19 pilgrims from ten different organisations and five different countries joined several of us from Coventry, each from their own homes, ranging from a Baptist, Lutheran and an Episcopal Church and a peace garden set on United Reformed ground to an Anglican church, cathedral, pro-cathedral, relief and aid charity, peace network and lay minister researching a project on the CCN…. a fantastic, diverse mixture of very new partner organisations, organisations involved for several decades, and individuals seeking to find out more, over justabout as broad a geography as could practically be accommodated given different time zones.
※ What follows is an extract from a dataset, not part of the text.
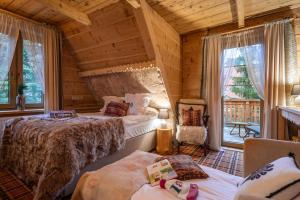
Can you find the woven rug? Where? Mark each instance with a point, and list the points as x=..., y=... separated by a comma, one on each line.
x=12, y=188
x=228, y=161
Bringing Coventry to life virtually is inevitably a big challenge, but the Dean’s personal video tour through the Cathedral, recorded in September and October, seemed to put this across very well indeed, and was incredibly special. Dean John then led a talk and discussion on Coventry’s theology of reconciliation.

Day two was more about everyone getting to know each other, with the background story-sharing session for each attending organisation and the usual juggling act of enabling everyone to tell their story in time, which is never quite enough!, but which always so helps to ‘level the ground’ for each reconciler present. Discussion followed on confronting racial injustice with reconciliation, led by Cornelia Kulawik, vicar of Berlin-Dahlem in Germany, and Vicentia Kgabe, head of the College of Transfiguration in South Africa, both of whom we were so glad to involve in the programme. We discussed race both as an issue of problematic terminology, specifically in Germany, and as an active relations issue, in a year when on both fronts, but particularly the latter, the issues have been particularly and in so many cases painfully and tragically prominent.

This extended very naturally into discussions around inclusion and diversity the next day – and how helpful or not those actual terms can be – using Pullen Memorial Baptist Church (a long-standing partner since the 1970s) and Holy Trinity Pro-Cathedral Brussels (partner since February this year) and their different work as examples. Diversity around race and gender – and a growing awareness of how very far we need to go still – were very much to the fore in minds in this pilgrimage, and a source of real concern, as indeed was the anxiety around changes in society just this year arising from the Covid-19 pandemic, the forthcoming US election, Brexit and the rise of the far right in so many parts of the world. We were glad to be able to use the Week of Prayer for World Peace prayers each day just before praying the litany together, which touched on so many issues pertinent to this year.

And did the format work? It certainly did! Of course, this is a very different type of pilgrimage. Physically being in Coventry to experience the holy place at the heart of our network is impossible fully to replicate, and we all missed the opportunity for those spontaneous 1-1 connections with new people over dinner or coffee. Also, entire days at this is impossible; we met over three consecutive four-hour-long afternoons, or mornings for those in the USA. But in the circumstances, Zoom, as many others have also shown, does a fine job at providing opportunity to connect even a large-ish group, with careful forward planning and use of breakout rooms for closer conversations about specific questions to keep things fluid. Connections were still made between people in ways even stronger than we might have hoped. Some inevitable technical issues aside (mainly around connecting to other social media platforms) there is so very much good to take away from this first try at pilgrimage in this way, and having welcomed probably a broader cross-section of partners and friends than any other pilgrimage in recent years is no bad way to start! All of whom were a real joy to welcome for the three days, and several of whom we will hear from via various ‘Thoughts’ in weeks to come.

This is such a difficult year across the globe, but it’s been so encouraging to be reminded this week that our essence is strong, that individually and collectively so much good work goes on, and in the need to connect with each other there is great opportunity. Our physical, in-situ pilgrimages are still very much part of our fundamental ethos, when we can do them once again, but do watch out for more CCN opportunities like this one in 2021 and beyond.